If you follow German news over the past month, there is a lot of chatter/hype over this US talk of trade tariffs going up over imported cars into the US (Trump suggesting a 25-percent tariff).
So, it's a fascinating thing to watch German Minister of Economics, Pete Altmaier (CDU).....now heavily in the middle of this, and commenting almost nightly.
Let me lay out the beginning of this episode, so it makes more sense. At the very beginning of the Trump administration....there was a meeting around three weeks into the 'new' era, and Trump wanted to sit and chat on trade with Chancellor Merkel. What she did in a brilliant moment of Merkel-wisdom....was to say that she had no control over German trade, and that the EU was the one to discuss trade negotiations. Over and over.....same explanation.

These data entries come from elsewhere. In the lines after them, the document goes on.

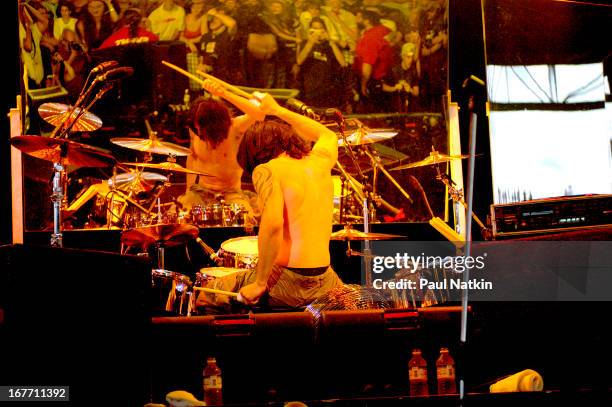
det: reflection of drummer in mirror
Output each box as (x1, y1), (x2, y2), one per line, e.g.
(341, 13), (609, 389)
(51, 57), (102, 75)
(196, 90), (342, 308)
(177, 80), (265, 228)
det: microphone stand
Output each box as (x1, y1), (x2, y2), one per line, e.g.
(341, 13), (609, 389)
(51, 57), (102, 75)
(459, 75), (484, 400)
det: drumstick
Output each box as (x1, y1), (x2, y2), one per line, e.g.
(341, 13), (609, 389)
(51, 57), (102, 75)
(162, 61), (210, 85)
(196, 70), (253, 99)
(193, 287), (240, 297)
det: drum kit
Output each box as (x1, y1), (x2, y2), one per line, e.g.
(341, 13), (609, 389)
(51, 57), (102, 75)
(11, 103), (257, 316)
(11, 59), (478, 315)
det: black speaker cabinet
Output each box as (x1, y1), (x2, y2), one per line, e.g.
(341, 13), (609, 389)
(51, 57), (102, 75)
(0, 245), (151, 406)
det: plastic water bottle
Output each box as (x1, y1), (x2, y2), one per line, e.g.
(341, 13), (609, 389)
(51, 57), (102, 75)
(408, 348), (429, 396)
(436, 348), (457, 394)
(202, 358), (223, 406)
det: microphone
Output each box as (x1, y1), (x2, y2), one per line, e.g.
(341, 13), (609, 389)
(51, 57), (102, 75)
(196, 236), (223, 266)
(94, 66), (134, 83)
(285, 98), (344, 122)
(90, 61), (119, 75)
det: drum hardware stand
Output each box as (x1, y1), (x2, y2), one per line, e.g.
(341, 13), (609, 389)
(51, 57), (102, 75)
(51, 161), (66, 247)
(361, 146), (414, 218)
(336, 118), (388, 287)
(50, 82), (112, 247)
(436, 164), (488, 237)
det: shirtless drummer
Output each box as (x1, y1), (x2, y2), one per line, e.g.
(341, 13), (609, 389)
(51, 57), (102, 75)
(177, 80), (265, 226)
(197, 94), (342, 307)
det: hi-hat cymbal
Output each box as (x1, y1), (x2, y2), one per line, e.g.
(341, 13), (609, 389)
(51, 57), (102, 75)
(330, 225), (404, 240)
(121, 161), (211, 177)
(111, 137), (189, 157)
(38, 103), (102, 131)
(391, 150), (469, 171)
(338, 127), (397, 147)
(107, 171), (168, 191)
(11, 136), (115, 167)
(121, 223), (199, 247)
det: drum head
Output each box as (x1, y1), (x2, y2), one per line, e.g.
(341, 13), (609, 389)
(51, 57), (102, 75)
(221, 236), (259, 255)
(200, 267), (244, 278)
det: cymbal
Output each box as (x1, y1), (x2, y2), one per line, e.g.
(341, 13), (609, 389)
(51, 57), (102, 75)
(391, 150), (469, 171)
(11, 136), (115, 167)
(121, 223), (199, 247)
(38, 103), (102, 131)
(111, 137), (189, 157)
(107, 171), (168, 191)
(121, 161), (212, 177)
(338, 127), (397, 147)
(330, 225), (404, 240)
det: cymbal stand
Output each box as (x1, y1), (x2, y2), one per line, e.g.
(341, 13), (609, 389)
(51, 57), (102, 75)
(336, 118), (368, 223)
(361, 146), (414, 220)
(106, 168), (151, 229)
(436, 164), (488, 237)
(51, 161), (66, 247)
(336, 118), (372, 287)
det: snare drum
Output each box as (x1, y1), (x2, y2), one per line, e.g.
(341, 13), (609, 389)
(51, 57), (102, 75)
(217, 236), (259, 269)
(195, 267), (244, 287)
(151, 269), (192, 316)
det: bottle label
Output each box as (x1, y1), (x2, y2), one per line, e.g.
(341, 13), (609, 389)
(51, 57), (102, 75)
(204, 376), (223, 390)
(408, 366), (427, 380)
(437, 365), (455, 379)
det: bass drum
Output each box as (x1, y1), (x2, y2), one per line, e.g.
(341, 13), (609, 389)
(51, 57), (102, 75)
(217, 236), (259, 269)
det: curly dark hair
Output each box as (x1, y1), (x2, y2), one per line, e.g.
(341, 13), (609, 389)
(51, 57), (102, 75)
(238, 120), (311, 174)
(187, 97), (232, 148)
(55, 0), (74, 18)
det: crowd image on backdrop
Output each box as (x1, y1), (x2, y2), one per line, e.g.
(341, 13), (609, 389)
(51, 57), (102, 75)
(19, 0), (448, 114)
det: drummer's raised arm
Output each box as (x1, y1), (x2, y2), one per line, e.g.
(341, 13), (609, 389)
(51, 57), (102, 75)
(255, 93), (338, 166)
(202, 79), (266, 134)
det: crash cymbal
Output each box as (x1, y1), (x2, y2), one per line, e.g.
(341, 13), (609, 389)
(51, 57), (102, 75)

It took maybe a month for Trump to finally size this up and say 'fine'.....it's just between me and the EU.
Well...a year into this, it's obvious at that point that the EU is doing their typical 'slow-ball' strategy. Trump said 'fine' again, and then went to the 25-percent car tariff idea.
Now, this gets interesting because of the 28 members of the EU....roughly 27 members of the EU are unaffected, and have little to no car imports into the US. The one country with car imports going on? Wanna guess? Yes, Germany.
So this blunt message was supposed to get EU attention. Well, no.....the EU kinda fell into a second message strategy....screw Germany.
At this point, the Merkel-crew (Altmaier included) begins to realize that Trump, with the aid of marginal EU talks....were going to have a disastrous impact on German industry. The Merkel effort to push everything toward the EU and suggest that Germany has no control over trade? Well.....Trump basically outplayed her strategy, and made German participation now a big deal.
What Trump is likely playing for? Zero tariffs in the EU (particularly in Germany) for vehicles, and you get the same deal in the US.
What the loss is for the Germans if they screw up this trade talk deal? Some folks suggest that the Germans will lose around 5-billion Euro (it's not a factual number, but more of an estimate of the cost upon German industry). The fact that this occurring in a BREXIT year? Yeah, it's a bigger deal because no one is sure about the UK market after BREXIT. Would Trump's team be there quickly after BREXIT and get a prime trade deal with the UK? Yeah, that's more than likely.
The curious thing, when this falls apart (if it does) is that Merkel can clearly blame Trump, but to be honest.....it's a Trump-EU-Merkel blame game, and the real losers are the German worker, and the German consumer. All that Merkel had to do back early on in 2017....was just go and discuss a zero-tariff situation between Germany and the US for car imports, and she just couldn't do it.
Sit back....enjoy the chatter, and be entertained.